The Big Five: Payments Based on Value & Quality


It’s no secret that the healthcare industry has gone through rapid changes over the past couple of years, let alone the last few decades. From the introduction and emergence of electronic health records (EHR) and health information technology (HIT) to HIPAA regulations and compliance standards, the healthcare sector is a fluid, constantly evolving industry always working toward improving quality of care for patients; however, as in all industries, change does not come without a number of problems and issues. At TeleQuality, healthcare is the only market we serve; therefore, we recognize the importance of understanding the issues and challenges our rural healthcare partners are facing and try to find solutions for those challenges. Based on extensive industry research and customer feedback, we've developed this blogging series where we will delve into-

The Big Five: Top Issues Putting Healthcare Providers into Financial Crisis

  • Payments Based on Value & Quality
  • Healthcare Workforce Deficits
  • Limited Access to Health Care
  • Chronic Care Management
  • Cyber Security & Patient Data Breaches

Let’s break down the first topic today: the shift from volume to value-based care.

This paradigm shift from fee-for-service or volume-based reimbursement payment models to value-based care focused on patient outcomes is affecting all healthcare organizations, from rural areas to their metropolitan counterparts. After decades of building an industry around a volume-based payment method, there are several challenges that come with shifting to payments based on value and quality. These challenges are:

  1. Reimbursement rates changing based on quality outcomes and patient satisfaction
  2. Rapidly aging population
  3. Lack of interoperability of IT tools
  4. Reporting functionality of EHR systems
  5. Reducing readmissions to avoid readmission penalties from CMS

1. Reimbursement Rates Changing Based Upon Quality Outcomes and Patient Satisfaction

Up to 5% of Medicare reimbursements are now tied to various quality reporting programs, putting a significant amount of revenue at risk for each healthcare provider. With a lack of sufficient decision-support tools, it is a big challenge for healthcare organizations to make informed decisions about the impact these programs may have on the financial state of your organization.

2. Rapidly Aging Population

Every day there are 10,000 baby boomers becoming eligible for Medicare, all the while costs are significantly rising each year! In 2015, healthcare spending reached an all-time high of $10,000 per person and is on track to surpass $10,000 per person in 2016. As these baby boomers rely upon Medicare, this spending amount represents a transformation in the payer mix from commercial to Medicare. For healthcare providers, this results in even more revenue at risk of adjustment based on quality programs.



3. Lack of Interoperability of IT Tools

Large and small healthcare organizations are struggling with the lack of interoperability of electronic health record systems. Adding interfaces to allow transfer of information from one system to another can cost from $5,000 to upwards of $50,000 per connection. Some EHR vendors have purposely “locked” the data stored in their systems for competitive and proprietary reasons, but healthcare providers are the ones having to deal with those consequences directly. This is a significant hurdle to opening lines of communication and sharing of key patient information between providers to improve clinical outcomes.
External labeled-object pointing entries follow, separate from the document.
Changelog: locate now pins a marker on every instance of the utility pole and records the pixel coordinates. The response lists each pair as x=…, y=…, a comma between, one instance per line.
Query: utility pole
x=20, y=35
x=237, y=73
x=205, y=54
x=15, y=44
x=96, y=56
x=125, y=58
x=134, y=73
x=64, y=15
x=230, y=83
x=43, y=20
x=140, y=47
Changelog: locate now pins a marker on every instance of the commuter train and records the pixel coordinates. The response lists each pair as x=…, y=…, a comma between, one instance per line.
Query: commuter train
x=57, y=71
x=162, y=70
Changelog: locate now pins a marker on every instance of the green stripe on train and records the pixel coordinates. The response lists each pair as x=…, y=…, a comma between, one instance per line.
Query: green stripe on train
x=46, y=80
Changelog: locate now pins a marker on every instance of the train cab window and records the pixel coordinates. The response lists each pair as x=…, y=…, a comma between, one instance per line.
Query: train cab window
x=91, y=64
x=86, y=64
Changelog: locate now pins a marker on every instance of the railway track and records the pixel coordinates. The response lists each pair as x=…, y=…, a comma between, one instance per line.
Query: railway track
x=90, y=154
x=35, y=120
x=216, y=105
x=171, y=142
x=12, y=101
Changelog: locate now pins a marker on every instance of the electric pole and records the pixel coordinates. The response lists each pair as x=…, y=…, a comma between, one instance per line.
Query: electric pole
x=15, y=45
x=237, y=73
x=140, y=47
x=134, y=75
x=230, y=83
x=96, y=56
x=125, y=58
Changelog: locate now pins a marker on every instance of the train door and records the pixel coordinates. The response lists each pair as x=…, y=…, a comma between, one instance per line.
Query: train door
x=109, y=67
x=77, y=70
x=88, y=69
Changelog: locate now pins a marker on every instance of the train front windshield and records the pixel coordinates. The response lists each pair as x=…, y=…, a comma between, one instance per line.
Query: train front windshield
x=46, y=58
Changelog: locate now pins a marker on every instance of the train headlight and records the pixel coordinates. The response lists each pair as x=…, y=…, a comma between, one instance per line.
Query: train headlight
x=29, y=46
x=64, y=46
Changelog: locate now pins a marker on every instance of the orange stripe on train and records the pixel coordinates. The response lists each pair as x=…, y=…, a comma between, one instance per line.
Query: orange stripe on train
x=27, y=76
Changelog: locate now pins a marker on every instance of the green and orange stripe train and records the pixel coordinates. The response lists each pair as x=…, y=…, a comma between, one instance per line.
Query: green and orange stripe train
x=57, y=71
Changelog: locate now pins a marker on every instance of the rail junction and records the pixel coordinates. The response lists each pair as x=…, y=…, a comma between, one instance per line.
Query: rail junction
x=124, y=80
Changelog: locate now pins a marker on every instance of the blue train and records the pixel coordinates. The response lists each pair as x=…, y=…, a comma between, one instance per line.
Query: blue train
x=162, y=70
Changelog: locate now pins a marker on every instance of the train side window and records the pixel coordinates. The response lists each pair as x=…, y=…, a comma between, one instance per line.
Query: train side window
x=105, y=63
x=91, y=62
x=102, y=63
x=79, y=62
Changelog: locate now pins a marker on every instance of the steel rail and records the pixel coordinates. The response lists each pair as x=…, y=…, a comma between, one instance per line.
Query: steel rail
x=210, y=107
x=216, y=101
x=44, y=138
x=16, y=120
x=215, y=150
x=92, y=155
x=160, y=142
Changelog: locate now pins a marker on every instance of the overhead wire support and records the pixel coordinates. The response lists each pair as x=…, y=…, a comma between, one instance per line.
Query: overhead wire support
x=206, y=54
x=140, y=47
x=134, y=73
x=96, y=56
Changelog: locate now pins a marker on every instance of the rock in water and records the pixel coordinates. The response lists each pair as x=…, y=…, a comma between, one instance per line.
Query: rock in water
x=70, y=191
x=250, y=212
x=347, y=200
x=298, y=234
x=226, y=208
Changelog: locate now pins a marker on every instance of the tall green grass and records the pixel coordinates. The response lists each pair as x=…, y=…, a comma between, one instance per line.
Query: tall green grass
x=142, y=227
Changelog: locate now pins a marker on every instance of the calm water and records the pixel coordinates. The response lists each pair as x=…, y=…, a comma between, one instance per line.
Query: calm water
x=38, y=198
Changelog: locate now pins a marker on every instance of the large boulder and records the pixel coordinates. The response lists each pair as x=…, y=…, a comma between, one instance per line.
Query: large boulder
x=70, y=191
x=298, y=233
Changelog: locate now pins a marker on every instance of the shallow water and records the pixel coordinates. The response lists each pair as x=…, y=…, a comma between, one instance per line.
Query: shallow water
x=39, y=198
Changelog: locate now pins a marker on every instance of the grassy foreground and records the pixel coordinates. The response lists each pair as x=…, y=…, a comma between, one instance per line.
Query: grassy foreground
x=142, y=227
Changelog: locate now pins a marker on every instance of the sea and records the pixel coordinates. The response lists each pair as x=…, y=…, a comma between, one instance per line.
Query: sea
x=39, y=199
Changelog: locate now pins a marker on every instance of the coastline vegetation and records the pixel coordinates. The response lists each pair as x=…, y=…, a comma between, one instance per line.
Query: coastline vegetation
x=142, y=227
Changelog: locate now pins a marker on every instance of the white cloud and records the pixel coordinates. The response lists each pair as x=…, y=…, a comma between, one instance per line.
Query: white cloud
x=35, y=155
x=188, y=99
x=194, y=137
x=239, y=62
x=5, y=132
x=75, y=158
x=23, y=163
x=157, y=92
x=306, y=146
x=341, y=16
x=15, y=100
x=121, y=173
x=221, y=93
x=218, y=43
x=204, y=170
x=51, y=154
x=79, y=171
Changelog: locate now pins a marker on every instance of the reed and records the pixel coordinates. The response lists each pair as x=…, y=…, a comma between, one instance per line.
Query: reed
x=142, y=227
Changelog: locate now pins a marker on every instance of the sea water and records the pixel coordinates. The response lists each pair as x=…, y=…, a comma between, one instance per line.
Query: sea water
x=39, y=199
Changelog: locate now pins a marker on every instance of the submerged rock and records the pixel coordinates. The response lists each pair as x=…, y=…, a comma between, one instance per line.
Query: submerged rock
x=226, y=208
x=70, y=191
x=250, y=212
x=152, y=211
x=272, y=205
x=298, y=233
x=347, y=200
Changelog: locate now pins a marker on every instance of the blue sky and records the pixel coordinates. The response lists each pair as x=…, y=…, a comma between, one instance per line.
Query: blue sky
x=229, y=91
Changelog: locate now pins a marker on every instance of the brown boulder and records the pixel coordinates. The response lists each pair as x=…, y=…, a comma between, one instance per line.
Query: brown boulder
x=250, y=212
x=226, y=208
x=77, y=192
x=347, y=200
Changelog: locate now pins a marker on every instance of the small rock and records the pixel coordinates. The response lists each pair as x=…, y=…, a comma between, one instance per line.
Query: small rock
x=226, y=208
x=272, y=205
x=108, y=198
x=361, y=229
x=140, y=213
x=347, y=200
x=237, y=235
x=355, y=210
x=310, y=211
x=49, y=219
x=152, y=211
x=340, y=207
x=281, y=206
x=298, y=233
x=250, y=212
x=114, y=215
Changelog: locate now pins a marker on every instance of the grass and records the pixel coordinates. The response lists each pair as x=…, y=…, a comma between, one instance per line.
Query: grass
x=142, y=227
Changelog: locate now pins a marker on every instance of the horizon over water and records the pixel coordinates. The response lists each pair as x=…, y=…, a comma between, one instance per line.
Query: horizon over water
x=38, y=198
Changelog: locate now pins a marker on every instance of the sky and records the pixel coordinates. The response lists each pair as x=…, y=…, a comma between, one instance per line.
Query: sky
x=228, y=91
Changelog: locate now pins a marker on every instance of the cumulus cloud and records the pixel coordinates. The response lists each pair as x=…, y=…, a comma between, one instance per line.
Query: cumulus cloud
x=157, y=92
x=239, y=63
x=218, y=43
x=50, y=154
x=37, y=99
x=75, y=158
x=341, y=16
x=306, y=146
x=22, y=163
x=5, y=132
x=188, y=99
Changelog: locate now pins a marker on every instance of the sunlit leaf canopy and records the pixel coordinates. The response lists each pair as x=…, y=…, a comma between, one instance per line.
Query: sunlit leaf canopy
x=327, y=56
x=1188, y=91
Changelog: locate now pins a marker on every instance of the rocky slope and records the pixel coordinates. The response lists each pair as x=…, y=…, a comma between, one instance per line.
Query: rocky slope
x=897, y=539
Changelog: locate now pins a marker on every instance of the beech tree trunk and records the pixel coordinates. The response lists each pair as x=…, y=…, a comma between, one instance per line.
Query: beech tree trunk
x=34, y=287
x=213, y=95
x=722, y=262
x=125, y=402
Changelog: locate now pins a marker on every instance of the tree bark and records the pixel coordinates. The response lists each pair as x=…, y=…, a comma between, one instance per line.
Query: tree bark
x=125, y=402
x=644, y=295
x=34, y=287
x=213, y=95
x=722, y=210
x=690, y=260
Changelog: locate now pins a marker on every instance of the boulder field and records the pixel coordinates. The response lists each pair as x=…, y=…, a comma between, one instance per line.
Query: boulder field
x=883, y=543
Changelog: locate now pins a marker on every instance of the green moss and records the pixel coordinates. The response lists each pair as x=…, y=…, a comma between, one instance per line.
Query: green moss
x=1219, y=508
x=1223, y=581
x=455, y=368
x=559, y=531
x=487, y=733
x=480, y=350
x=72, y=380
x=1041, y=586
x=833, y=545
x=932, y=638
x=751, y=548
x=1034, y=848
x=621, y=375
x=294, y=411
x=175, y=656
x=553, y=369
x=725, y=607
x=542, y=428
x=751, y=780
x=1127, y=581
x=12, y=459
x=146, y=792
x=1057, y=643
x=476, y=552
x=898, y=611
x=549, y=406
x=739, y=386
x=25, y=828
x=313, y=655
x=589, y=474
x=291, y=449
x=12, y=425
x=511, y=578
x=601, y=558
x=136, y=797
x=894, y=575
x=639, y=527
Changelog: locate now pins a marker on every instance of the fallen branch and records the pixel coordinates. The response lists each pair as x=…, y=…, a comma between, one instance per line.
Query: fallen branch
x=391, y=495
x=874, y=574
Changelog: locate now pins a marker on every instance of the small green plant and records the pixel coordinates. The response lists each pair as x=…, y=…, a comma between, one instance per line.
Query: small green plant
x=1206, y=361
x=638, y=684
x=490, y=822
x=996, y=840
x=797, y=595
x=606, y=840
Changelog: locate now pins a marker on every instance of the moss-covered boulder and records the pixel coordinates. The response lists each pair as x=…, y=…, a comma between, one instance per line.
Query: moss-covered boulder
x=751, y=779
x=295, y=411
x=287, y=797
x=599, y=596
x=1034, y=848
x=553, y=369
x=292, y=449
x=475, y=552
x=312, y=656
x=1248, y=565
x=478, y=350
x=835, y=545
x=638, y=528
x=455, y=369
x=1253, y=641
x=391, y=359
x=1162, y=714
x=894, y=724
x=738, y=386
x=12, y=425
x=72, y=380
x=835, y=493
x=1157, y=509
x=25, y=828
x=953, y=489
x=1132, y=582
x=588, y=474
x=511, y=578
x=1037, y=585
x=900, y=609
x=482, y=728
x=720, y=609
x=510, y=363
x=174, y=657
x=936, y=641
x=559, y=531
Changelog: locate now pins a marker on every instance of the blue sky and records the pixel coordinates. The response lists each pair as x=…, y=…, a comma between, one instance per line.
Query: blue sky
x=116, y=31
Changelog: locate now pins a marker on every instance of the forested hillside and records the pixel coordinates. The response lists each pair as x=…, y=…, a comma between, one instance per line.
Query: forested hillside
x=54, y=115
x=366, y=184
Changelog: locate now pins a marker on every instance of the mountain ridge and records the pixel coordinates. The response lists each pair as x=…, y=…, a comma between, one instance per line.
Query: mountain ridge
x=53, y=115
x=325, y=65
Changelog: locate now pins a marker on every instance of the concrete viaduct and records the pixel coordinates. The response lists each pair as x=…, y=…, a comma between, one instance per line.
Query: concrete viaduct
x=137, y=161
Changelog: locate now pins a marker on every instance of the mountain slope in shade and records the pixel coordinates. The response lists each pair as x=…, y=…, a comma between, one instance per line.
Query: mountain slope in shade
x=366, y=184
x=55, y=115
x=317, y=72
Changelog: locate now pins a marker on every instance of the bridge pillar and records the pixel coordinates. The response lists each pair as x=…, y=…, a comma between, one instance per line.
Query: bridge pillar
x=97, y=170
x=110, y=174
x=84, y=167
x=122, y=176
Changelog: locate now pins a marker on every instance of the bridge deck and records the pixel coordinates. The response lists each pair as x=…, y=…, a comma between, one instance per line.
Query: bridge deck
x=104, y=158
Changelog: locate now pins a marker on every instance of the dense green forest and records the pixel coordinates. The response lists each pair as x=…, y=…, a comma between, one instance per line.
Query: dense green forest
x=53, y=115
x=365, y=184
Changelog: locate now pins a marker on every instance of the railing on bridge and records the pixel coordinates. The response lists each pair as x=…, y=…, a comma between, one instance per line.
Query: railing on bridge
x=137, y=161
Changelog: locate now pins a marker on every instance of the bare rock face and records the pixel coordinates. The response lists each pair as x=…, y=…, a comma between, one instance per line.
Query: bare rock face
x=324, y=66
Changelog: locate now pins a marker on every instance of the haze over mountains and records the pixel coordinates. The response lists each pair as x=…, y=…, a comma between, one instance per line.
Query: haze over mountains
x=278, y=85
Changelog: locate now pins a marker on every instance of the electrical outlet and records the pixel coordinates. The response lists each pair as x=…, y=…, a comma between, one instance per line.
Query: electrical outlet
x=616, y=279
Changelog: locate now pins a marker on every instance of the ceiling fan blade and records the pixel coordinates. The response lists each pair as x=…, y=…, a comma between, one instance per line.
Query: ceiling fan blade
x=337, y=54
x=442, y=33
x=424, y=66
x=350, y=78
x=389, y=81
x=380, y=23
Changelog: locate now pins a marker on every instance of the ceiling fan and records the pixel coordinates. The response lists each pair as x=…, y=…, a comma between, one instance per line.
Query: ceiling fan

SOLUTION: Work closely with your EHR provider and talk about how they support interoperability. Find out what initiatives they have in place to provide seamless transfer of information in and out of their EHR system. If your EHR provider is simply not an option, consider partnering with a 3rd party company that specifically supports your EHR platform and can guide you through your options for improving interoperability.

4. Reporting Functionality of EHR Systems

Reporting functionality of EHRs is also a hurdle to the mandatory quality reporting programs, creating an administrative burden on healthcare organizations who are required to participate in these programs.

SOLUTION: Here are some resources to check into that will help you get a handle on reporting out of your EHR:

  • Learn what reporting support your EHR vendor offers through your existing support agreement.
  • Find out what professional services your EHR vendor offers for reporting and pulling data from their system.
  • Find out if there are any 3rd-party companies that offer support on your EHR platform that bring some experience and expertise working with your EHR system.
  • Consider hiring or partnering with a company or individual that has experience in manipulating data and managing projects to help you work through reporting hassles with your EHR supplier.

5. Reducing Readmissions to Avoid Readmission Penalties from CMS

Costly readmission reduction programs are made more difficult to rural healthcare organizations due to limited staff, tools, and technology. Additional reasons for readmissions include:

  • Lack of social or family support.
  • Lack of / limited medical coverage causing patients to skip post-operative appointments or medication.
  • Lower education levels limit follow-through on discharge instructions.
  • Predispositions to certain diseases based on gender, age, and ethnicity.
  • Lack of transportation which prevents patients from seeking treatment of post-operative or post-discharge issues early on.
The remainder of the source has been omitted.